Energy- and Resource-saving Separation of Unwanted Particles/Aerosols from Air Streams
Energy-efficient air purification process using supersaturation
Common processes for separating particles or aerosols use filter systems, inertial separators and Venturi scrubbers, or work electrostatically by charging aerosols and discharging them by means of electric fields.
All the above mentioned processes have specific disadvantages. Be it that filters have to be cleaned or replaced continuously, that the processes are energetically very unfavorable, that high investments have to be made or that these processes are not suitable in principle - as e.g. in the case of adhesive aerosols.

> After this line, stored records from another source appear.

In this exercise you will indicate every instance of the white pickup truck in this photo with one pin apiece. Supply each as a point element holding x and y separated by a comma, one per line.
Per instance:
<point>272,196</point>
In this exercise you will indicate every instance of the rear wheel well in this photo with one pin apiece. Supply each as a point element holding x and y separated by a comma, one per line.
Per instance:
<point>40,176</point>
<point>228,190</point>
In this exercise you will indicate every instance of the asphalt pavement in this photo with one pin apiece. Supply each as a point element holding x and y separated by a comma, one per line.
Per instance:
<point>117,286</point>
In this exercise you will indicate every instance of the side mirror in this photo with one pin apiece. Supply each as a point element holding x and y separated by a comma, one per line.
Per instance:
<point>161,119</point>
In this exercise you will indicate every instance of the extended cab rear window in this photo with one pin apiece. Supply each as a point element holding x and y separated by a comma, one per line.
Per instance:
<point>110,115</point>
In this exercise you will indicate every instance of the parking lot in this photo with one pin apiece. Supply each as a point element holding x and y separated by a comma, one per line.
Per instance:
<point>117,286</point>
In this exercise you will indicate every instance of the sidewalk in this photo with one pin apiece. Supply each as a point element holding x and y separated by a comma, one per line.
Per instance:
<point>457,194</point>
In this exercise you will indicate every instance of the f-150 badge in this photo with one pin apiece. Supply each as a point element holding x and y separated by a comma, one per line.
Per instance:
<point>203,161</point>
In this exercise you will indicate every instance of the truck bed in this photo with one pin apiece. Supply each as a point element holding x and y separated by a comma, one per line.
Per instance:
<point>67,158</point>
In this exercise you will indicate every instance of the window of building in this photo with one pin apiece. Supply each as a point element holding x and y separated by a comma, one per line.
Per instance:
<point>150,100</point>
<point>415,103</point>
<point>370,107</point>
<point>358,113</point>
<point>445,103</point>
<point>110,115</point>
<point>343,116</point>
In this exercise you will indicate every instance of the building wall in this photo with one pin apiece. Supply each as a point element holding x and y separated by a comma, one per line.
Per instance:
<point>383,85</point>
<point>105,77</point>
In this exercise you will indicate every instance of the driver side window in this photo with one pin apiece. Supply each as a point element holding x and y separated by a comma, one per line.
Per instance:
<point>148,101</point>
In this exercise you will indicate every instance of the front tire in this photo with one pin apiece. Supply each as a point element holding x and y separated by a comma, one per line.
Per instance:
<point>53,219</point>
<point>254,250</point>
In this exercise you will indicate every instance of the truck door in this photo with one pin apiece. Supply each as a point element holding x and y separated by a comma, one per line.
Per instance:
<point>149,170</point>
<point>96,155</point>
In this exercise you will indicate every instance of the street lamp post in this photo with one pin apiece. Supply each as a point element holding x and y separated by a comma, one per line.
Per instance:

At the University of Stuttgart, a plant concept has now been developed for a new separation process which avoids the above-mentioned disadvantages and, in particular, demonstrates better energy efficiency compared with the processes normally used. The innovative method makes partial use of so-called heterogeneous condensation. In this process, water condenses onto the particles, multiplying their size. This process takes place when the moist air stream is supersaturated. Supersaturation is achieved by accelerating an air flow in a nozzle due to mass conservation, thereby lowering the pressure. If the air flow is not sufficiently humid, water can be added as an alternative.
The resulting water droplets, which contain the aerosols, are specifically deflected in an inhomogeneous electric field due to the dipole moment of H2O, collected and separated from the air stream. Since water is electrically neutral despite its partial charge shift, virtually no discharges occur during this process, which means that the energy required to maintain an electric field is considered negligible. The energy-efficient air purification process described can also be repeated several times.
Subsequently, in a downstream diffuser, the pressure of the purified gas stream is increased and the velocity is lowered when the flow resistance is low. This compensates for a lower pressure drop, making the process very energy-efficient.
- Energy-efficient aerosol separation
- Separation of sticky aerosols (e.g. in biomass flue gas)
- Capture of ultrafine aerosols
- No mechanical filtration systems required
- In arid regions, the process could also be used for water extraction
Fields of application
ll technical processes that ideally generate moist exhaust air laden with undesirable particles, e.g. in power plants or other combustion processes. The particles can also be in the form of solid aerosols, for example.
The application in biomass power plants is considered particularly suitable, since biomass basically has a water content, i.e. it carries the water required for the innovative process. If the legal requirements for cleaning such flue gases were to be tightened, the innovative process could be used to replace or retrofit existing particulate filters.